VAEs on sparse data

  • The following notebook provides an example of how to load a dataset, setup parameters for it, create the model and train it for a few epochs.
  • In the notebook, we will use with the RCV1 dataset (assuming it has been setup previously). For details on how to set it up, run python rcv2.py in the optvaedatasets folder

In [1]:
import sys,os,glob
from collections import OrderedDict
import numpy as np
from utils.misc import readPickle, createIfAbsent
sys.path.append('../')
from optvaedatasets.load import loadDataset as loadDataset_OVAE
from sklearn.feature_extraction.text import TfidfTransformer

Model Parameters

  • The model parameters have been saved here, we'll load them and look at them
  • These are what the model will be built based on

In [2]:
default_params = readPickle('../optvaeutils/default_settings.pkl')[0]
for k in default_params:
    print '(',k,default_params[k],')',
print


Read  1  objects
( q_dim_hidden 400 ) ( grad_noise 0.0 ) ( opt_type none ) ( dataset binarized_mnist ) ( epochs 500 ) ( seed 1 ) ( n_steps 200 ) ( q_layers 2 ) ( init_weight 0.1 ) ( reg_spec _ ) ( reg_value 0.01 ) ( input_type normalize ) ( p_dim_hidden 400 ) ( reloadFile ./NOSUCHFILE ) ( dim_stochastic 100 ) ( lr 0.0008 ) ( p_layers 2 ) ( init_scheme uniform ) ( input_dropout 0.0001 ) ( reg_type l2 ) ( optimizer adam ) ( batch_size 500 ) ( opt_method adam ) ( savedir ./chkpt ) ( param_lr 0.01 ) ( likelihood mult ) ( savefreq 5 ) ( paramFile ./NOSUCHFILE ) ( emission_type mlp ) ( nonlinearity relu ) ( anneal_rate 0 ) ( unique_id VAE_lr-8_0e-04-ph-400-qh-400-ds-100-pl-2-ql-2-nl-relu-bs-500-ep-500-plr-1_0e-02-ar-0-otype-none-ns-200-etype-mlp-ll-mult-itype-normalizel20_01_-uid ) ( leaky_param 0.0 )

For the moment, we will leave everything as is. Some worthwhile parameters to note:

  • n_steps: Number of steps of optimizing $\psi(x)$, the local variational parameters as output by the inference network.
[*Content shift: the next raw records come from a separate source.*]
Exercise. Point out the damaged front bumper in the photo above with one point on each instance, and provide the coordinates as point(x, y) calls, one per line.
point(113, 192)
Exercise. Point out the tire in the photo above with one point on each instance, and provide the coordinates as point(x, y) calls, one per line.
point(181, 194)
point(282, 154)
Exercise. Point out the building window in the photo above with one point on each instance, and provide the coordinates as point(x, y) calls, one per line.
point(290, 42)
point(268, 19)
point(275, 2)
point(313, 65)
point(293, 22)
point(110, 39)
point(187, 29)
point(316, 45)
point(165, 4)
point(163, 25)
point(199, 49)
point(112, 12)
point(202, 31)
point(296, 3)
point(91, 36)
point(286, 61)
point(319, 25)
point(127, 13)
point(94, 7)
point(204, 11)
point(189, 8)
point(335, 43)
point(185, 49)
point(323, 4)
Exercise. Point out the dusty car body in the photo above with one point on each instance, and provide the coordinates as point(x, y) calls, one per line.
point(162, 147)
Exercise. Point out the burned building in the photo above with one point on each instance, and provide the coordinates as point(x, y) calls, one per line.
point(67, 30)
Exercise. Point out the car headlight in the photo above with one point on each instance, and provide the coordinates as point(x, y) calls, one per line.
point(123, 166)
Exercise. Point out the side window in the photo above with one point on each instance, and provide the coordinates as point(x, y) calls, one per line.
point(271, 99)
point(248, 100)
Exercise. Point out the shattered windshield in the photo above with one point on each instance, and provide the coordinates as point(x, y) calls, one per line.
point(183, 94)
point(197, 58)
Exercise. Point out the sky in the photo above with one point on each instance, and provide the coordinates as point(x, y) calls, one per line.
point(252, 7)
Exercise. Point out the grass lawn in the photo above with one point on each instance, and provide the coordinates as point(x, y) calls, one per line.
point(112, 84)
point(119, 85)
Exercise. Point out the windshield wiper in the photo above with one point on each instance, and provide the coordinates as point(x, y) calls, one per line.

We'll set this to 10 below for the moment.
  • dim_stochastic: Number of latent dimensions.

In [3]:
default_params['opt_type'] = 'finopt' #set to finopt to optimize var. params, none otherwise
default_params['n_steps'] = 5
#temporary directory where checkpoints are saved
default_params['savedir'] = './tmp'

Load dataset

  • Lets load the RCV1(v2) dataset and visualize how the dataset <dict> is structured
  • We'll need to append some parameters from the dataset into the default parameters dict that we will use to create the model
  • Also, compute the idf vectors for the entire dataset (the term frequencies will be multiplied dynamically) inside the model

In [4]:
dset = loadDataset_OVAE('rcv2')

#Visualize structure of dataset dict
for k in dset:
    print k, type(dset[k]),
    if hasattr(dset[k],'shape'):
        print dset[k].shape
    elif type(dset[k]) is not list:
        print dset[k]
    else:
        print

#Add parameters to default_params
for k in ['dim_observations','data_type']:
    default_params[k] = dset[k]
default_params['max_word_count'] =dset['train'].max()


#Create IDF
additional_attrs        = {}
tfidf                   = TfidfTransformer(norm=None) 
tfidf.fit(dset['train'])
additional_attrs['idf'] = tfidf.idf_


vocabulary <type 'list'>
data_type <type 'str'> bow
dim_observations <type 'int'> 10000
train <class 'scipy.sparse.csr.csr_matrix'> (789414, 10000)
test <class 'scipy.sparse.csr.csr_matrix'> (10000, 10000)
valid <class 'scipy.sparse.csr.csr_matrix'> (5000, 10000)

In [5]:
from optvaemodels.vae import VAE as Model
import optvaemodels.vae_learn as Learn
import optvaemodels.vae_evaluate as Evaluate

Setup

  • Create directory for configuration files. The configuration file for a single experiment is in the pickle file.
  • We will use this directory to save checkpoint files as well

In [6]:
default_params['savedir']+='-rcv2-'+default_params['opt_type']
createIfAbsent(default_params['savedir'])
pfile= default_params['savedir']+'/'+default_params['unique_id']+'-config.pkl'
print 'Training model from scratch. Parameters in: ',pfile
model = Model(default_params, paramFile = pfile, additional_attrs = additional_attrs)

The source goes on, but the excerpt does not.